Immune cell microenvironment is a critical component regulating myeloma progression and efficacy of various immunotherapies. Myeloma grows in complex foci or clusters within the bone marrow, and the composition and organization of these structures is poorly understood. Interestingly, we have found non-malignant long lived plasma cells also form dynamic clusters in the bone marrow suggesting a common survival niches. In patients, analyses of myeloma tumor microenvironment (TME) typically rely on imprecise bone marrow aspirates, which can collect random samplings of the marrow parenchyma as well as peripheral blood, and may contain variable and unknown proportion of myeloma foci or the relevant TME. To precisely profile immune microenvironment precisely within myeloma foci, we inoculated photoactivatable-GFP (PA-GFP) expressing immunocompetent mice with Vk*MYC GFP cells, and using two-photon microscopy in the tibia, we photo-labeled immune cells within the foci and analyzed by flow.
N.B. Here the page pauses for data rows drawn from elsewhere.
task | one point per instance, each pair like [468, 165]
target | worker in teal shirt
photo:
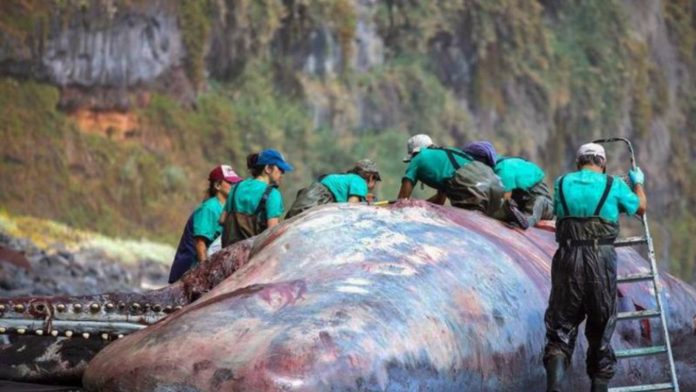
[202, 227]
[583, 272]
[467, 183]
[523, 181]
[350, 187]
[255, 204]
We discovered the composition within foci was distinct compared to bulk bone marrow within the same marrow, which mimicked naïve marrow composition, suggesting unique TME were limited to myeloma foci volume. We also conducted longitudinal bulk analyses of total BM with tumor growth and found that distinct changes in myeloid cell composition with tumor burden, suggesting multiple phases in TME evolution. Finally, using genetic ablation of myeloid cells using DTR expressing mice, we found that macrophage and monocytes promoted tumor spreading to other bones, while plasmacytoid dendritic cells suppressed spreading. These findings highlight the dynamics and precision of the myeloma TME and how it regulates tumor progression.

No relevant conflicts of interest to declare.